Sunday, October 26, 2008

Freethinkers and Free Will

I recently stumbled upon an opinion in the Des Moines register that I found interesting. The author believes that atheists and agnostics cannot call themselves freethinkers. He has two arguments. The first relies on the fact that the first freethinkers were deists and unitarians. Um, so? Freethought is a manner of belief formation - which beliefs get formed are irrelevant to whether or not you are practicing freethinking. But this plea to history is not the author's main argument. His main argument is the following:


If everything transcendent is mere superstition, then your every thought is determined in minutest detail by a chain of natural cause and effect stretching back to (and beyond) the Big Bang. You can't be an atheist and call yourself a freethinker.

You are obliged to believe that you are nothing more than a machine, freewill is illusion, and your mind is a mere epiphenomenon, a dead-end byproduct of the chain of cause and effect.

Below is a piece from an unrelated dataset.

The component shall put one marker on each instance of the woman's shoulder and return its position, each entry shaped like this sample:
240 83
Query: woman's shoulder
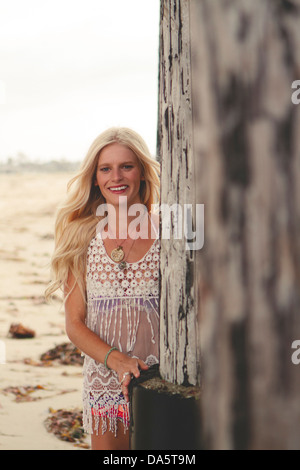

Before I get started on this, two side notes - first, being an atheist, even one who embraces philosophical materialism, does not commit you to the claim that your mind is "a mere epiphenomenon". I wonder if the author even knows what an epiphenomenon is. Most (philosophically educated) philosophical materialists believe that "mind" is a description of certain functional system and that in our case this functional system just happens to be instantiated in a physical substrate - the brain. An epiphenomenon is a causally inert emanation of a system. Totally different.

Second, the causal chain does not extend beyond the big bang. Cause and effect are temporally bound - you can't have cause and effect absent of time. Time was a product of the big bang. So, no cause and effect "beyond" the big bang. (I understand that it is difficult to talk about the big bang using a language that is laced with temporal and causal connotations. My use of "product" with respect to the relation between time and the big bang is suspect. But at least get the facts straight)

Side notes aside, in a way, the author is correct that atheists and agnostics cannot be freethinkers, but not in the way he thinks. The thinking of most atheists and agnostics is not free - it is bound by the contraints of reason. This is obviously a constraint the author has not placed on his own thoughts, since his arguments are frought with fallacies (as was the one I just made. But that was for rhetorical force.) First, "freethinker" does not mean "possessed of libertarian free will". It means "one who forms beliefs on the basis of science and reason as opposed to dogma". Since the two terms are not synonymous, the author is equivocating. Even if he were correct that atheists cannot believe in libertarian free will, that doesn't mean that they can't be freethinkers.

Despite the fact that his argument as a whole falls flat on its fallacious face, I'd like to address his claims about atheists and free will. It is a common misconception about atheism that it automatically commits you to "hard determinism" - the idea that the author describes as our being "a dead end by-product of the chain of cause and effect" (although he's wrong about the dead end bit. Your thoughts, etc, are links in the chain). This is false for two reasons.

First, an atheist need not be a philosophical materialist. Since atheism is nothing more than a lack of belief in a deity, it is entirely possible for an individual to be an atheist and still hold that there is something above the physical where libertarian free will resides.

Second, even for those of us who are philosophical materialists, it is possible to believe in libertarian free will. Developments in quantum physics have demonstrated that there is causal indeterminacy at the quantum level. If you believe that the causal indeterminacy at the quantum level translates to indeterminacy at the macro level (say, indeterminacy in which way the neurons in your head move), then you've got yourself some libertarian free will.

So, the author is wrong on two counts. Even if you don't believe in free will, you can still be a freethinker, and it is also entirely possible to be an atheist and believe that we have libertarian free will. I personally don't believe in libertarian free will, but that's just me. Other atheists are free to accept it.

1 comment:

Anonymous said...

while atheists, agnostics, and other sorts may indeed call themselves free thinkers, they probably cannot call themselves
Freethinkers, which was actually a branding given to Deists and Quakers. Just like many can be called republicans without being called Republicans, or libertarians without being called Libertarians, or catholic without being called Catholic.